Four helium plasma sources operating at atmospheric pressure have been developed for analytical emission spectrometry by applying a synchronically rotating field with three or more phases operating at 1 kHz, 27 MHz or 2.45 GHz. The plasma takes the form of a disk and has minimum field strength at the axis. Thus, a channel is formed at the center through which the sample in the form of wet aerosol or a chemically generated vapor of halogen may be introduced. A dual-flow concentric ceramic injector was used to supply helium plasma gas and the sample to the plasma. The helium plasma operated at low power levels (40–300 W) and low gas flow rates of below 3 L min− 1 and was self-igniting.
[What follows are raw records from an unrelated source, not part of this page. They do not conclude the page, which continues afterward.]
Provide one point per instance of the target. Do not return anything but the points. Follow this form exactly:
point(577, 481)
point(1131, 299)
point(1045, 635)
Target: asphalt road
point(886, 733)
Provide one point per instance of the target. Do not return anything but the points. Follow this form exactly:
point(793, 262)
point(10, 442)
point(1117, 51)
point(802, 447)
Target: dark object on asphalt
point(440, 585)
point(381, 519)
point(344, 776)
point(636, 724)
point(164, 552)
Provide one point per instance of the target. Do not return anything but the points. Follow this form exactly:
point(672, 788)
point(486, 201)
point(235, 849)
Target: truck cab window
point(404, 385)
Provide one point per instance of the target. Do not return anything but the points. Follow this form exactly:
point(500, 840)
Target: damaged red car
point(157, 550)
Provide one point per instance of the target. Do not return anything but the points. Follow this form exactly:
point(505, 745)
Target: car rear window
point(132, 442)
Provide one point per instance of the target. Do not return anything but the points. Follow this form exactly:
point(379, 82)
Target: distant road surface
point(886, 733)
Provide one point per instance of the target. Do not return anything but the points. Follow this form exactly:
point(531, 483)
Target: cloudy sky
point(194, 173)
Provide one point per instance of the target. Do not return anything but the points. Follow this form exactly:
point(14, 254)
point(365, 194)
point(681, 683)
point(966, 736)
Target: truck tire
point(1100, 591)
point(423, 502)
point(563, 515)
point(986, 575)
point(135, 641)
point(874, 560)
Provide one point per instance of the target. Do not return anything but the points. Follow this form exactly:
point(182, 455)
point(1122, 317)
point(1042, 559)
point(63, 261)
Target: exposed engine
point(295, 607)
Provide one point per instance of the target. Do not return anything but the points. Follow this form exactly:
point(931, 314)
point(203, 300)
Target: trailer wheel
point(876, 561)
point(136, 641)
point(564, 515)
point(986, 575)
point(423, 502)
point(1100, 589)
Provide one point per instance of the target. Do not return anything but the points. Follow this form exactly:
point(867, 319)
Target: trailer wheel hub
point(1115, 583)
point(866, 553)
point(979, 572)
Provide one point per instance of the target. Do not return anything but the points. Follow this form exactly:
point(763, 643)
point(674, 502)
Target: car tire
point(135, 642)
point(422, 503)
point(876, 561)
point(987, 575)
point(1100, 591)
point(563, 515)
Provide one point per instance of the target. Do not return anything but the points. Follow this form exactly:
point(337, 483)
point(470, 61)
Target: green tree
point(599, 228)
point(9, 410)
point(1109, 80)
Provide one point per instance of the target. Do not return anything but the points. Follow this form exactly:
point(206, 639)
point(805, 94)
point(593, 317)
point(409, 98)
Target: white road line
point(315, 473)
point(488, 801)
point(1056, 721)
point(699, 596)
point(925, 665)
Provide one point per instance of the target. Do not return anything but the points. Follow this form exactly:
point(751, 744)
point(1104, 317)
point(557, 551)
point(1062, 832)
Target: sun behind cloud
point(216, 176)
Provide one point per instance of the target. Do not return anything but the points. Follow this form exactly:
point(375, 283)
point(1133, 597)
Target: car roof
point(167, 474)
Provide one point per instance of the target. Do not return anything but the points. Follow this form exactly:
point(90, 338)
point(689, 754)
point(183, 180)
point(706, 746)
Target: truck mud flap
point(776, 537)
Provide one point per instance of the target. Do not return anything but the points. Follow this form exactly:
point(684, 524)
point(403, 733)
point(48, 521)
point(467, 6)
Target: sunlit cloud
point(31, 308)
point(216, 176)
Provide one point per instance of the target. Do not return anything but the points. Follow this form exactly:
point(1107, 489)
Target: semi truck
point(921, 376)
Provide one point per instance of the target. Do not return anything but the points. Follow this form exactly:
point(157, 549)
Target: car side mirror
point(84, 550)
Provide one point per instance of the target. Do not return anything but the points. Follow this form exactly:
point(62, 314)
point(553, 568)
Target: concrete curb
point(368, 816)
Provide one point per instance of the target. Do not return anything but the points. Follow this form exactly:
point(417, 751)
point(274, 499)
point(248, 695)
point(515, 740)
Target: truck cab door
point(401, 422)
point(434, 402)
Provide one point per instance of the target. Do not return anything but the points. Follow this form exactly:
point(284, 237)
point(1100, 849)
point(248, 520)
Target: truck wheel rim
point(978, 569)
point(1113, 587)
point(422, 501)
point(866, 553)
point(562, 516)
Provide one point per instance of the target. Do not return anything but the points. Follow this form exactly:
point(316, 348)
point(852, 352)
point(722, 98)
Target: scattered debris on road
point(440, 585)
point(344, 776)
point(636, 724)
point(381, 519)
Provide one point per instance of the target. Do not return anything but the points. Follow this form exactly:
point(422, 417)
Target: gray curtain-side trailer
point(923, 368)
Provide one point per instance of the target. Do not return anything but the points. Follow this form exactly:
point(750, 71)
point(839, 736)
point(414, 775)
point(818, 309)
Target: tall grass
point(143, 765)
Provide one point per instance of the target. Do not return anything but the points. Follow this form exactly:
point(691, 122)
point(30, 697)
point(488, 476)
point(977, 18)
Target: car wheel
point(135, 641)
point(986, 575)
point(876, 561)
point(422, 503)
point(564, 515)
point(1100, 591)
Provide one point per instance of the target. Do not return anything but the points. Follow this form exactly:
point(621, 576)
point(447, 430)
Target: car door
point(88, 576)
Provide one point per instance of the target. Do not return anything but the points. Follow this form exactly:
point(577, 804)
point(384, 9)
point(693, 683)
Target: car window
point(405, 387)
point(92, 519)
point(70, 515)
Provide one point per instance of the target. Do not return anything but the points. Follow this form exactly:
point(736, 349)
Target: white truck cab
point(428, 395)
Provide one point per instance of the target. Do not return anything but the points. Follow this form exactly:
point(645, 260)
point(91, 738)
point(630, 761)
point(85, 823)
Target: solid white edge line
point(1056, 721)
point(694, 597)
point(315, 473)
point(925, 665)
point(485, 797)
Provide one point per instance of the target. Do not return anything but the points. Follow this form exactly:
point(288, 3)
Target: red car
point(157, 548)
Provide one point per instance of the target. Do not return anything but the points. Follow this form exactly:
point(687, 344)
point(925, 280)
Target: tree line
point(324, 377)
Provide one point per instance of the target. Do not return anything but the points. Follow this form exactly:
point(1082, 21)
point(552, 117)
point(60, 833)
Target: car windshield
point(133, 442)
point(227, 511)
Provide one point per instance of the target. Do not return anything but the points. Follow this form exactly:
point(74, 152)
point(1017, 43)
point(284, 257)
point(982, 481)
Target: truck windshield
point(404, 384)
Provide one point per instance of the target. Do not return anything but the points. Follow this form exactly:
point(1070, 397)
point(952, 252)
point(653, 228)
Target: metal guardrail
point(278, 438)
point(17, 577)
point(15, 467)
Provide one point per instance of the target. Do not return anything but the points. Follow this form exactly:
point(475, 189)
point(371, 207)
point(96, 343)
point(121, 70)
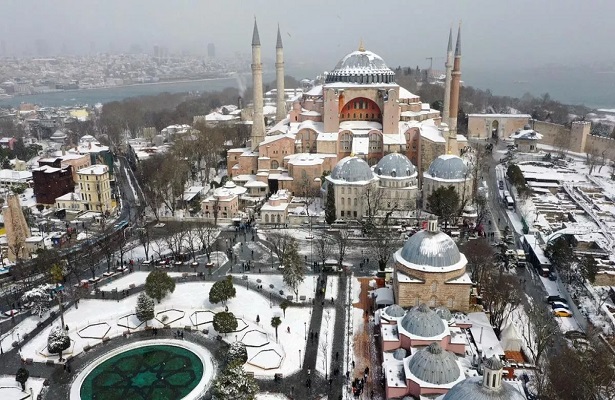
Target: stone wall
point(434, 291)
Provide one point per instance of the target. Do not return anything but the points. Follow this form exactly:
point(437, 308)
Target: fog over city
point(520, 33)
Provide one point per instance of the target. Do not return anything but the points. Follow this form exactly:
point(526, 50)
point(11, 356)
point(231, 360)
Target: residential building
point(95, 188)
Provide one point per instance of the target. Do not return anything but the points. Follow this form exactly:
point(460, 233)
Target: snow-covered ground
point(325, 341)
point(188, 298)
point(136, 278)
point(10, 389)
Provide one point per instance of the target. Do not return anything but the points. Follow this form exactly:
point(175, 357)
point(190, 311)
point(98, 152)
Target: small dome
point(448, 167)
point(395, 165)
point(400, 354)
point(352, 169)
point(361, 66)
point(444, 313)
point(431, 249)
point(434, 365)
point(493, 363)
point(422, 321)
point(394, 311)
point(473, 389)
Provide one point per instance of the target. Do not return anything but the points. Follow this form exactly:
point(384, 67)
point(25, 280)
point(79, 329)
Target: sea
point(594, 89)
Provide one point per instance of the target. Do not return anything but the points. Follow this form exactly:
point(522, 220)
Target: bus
point(510, 204)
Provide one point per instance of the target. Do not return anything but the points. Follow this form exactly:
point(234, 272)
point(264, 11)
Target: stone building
point(430, 269)
point(357, 111)
point(448, 170)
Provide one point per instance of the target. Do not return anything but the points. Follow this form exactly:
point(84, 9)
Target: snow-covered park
point(188, 305)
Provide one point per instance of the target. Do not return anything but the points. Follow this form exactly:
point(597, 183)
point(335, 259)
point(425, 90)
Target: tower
point(280, 103)
point(258, 120)
point(16, 229)
point(455, 86)
point(447, 82)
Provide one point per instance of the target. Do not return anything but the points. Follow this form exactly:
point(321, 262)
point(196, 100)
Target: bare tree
point(539, 331)
point(342, 239)
point(500, 298)
point(480, 257)
point(324, 247)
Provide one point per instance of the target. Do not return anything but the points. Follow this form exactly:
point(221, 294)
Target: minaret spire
point(447, 81)
point(258, 119)
point(280, 103)
point(455, 89)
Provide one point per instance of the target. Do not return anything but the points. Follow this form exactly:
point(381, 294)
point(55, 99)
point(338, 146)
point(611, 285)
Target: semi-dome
point(394, 311)
point(431, 249)
point(434, 365)
point(395, 165)
point(473, 389)
point(352, 169)
point(448, 167)
point(423, 321)
point(361, 66)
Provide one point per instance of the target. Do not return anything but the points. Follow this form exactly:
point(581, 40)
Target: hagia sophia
point(359, 113)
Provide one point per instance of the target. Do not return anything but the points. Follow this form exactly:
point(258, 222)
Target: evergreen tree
point(275, 323)
point(293, 273)
point(330, 205)
point(222, 290)
point(234, 384)
point(444, 202)
point(237, 354)
point(158, 284)
point(225, 322)
point(22, 376)
point(58, 341)
point(145, 308)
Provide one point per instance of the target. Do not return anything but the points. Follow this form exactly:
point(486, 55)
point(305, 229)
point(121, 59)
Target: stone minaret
point(258, 120)
point(447, 83)
point(455, 84)
point(16, 229)
point(280, 102)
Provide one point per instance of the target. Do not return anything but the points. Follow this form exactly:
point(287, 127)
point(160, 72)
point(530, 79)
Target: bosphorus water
point(595, 89)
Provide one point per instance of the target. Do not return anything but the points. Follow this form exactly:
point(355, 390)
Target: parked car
point(562, 312)
point(559, 304)
point(550, 299)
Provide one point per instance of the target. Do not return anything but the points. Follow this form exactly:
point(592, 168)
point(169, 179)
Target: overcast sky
point(404, 32)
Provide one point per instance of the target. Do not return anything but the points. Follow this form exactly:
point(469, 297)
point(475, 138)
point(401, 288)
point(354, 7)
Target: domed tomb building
point(358, 110)
point(430, 269)
point(352, 181)
point(488, 387)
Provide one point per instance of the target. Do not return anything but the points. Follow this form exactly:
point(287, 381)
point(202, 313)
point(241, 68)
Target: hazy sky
point(404, 32)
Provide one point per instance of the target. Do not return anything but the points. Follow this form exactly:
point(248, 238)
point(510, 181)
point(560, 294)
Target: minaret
point(280, 103)
point(455, 84)
point(258, 120)
point(447, 82)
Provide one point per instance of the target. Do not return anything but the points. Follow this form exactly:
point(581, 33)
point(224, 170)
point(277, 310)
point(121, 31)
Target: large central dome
point(361, 66)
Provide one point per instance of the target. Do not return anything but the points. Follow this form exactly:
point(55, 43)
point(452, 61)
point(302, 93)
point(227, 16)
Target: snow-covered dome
point(395, 165)
point(423, 321)
point(394, 311)
point(448, 167)
point(473, 389)
point(352, 169)
point(361, 66)
point(434, 365)
point(431, 248)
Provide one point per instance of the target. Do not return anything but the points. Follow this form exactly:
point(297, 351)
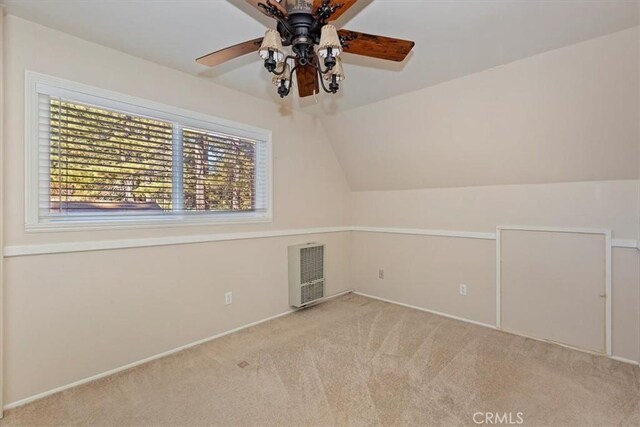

The acoustic, radio-frequency (rf) and microwave-driven plasmas can withstand wet aerosol loadings of 5, 30 and 100 mg min− 1, respectively, generated by an ultrasonic nebulizer without a desolvation unit. The plasma physical characteristics were compared at these three frequencies under otherwise similar operating conditions. The helium excitation temperature, OH rotational temperature and electron number density increased with increasing frequency in ranges of 2800–4000 K, 1100–3200 K and 0.1–7 × 1014 cm− 3, respectively. To demonstrate the effect of frequency on the plasma excitation efficiency the emission intensity from halogen ions was evaluated using chemical vapor generation with continuous sampling without desiccation. Using 3-phase microwave, 6-phase microwave, 4-phase rf and 1 kHz helium plasma sources the detection limits (3σ) for chlorine at 479.40 nm were 26, 60, 230 and 1200 ng mL− 1, respectively. The microwave-driven plasma was the densest and had the highest excitation potential toward chlorine and bromine ions.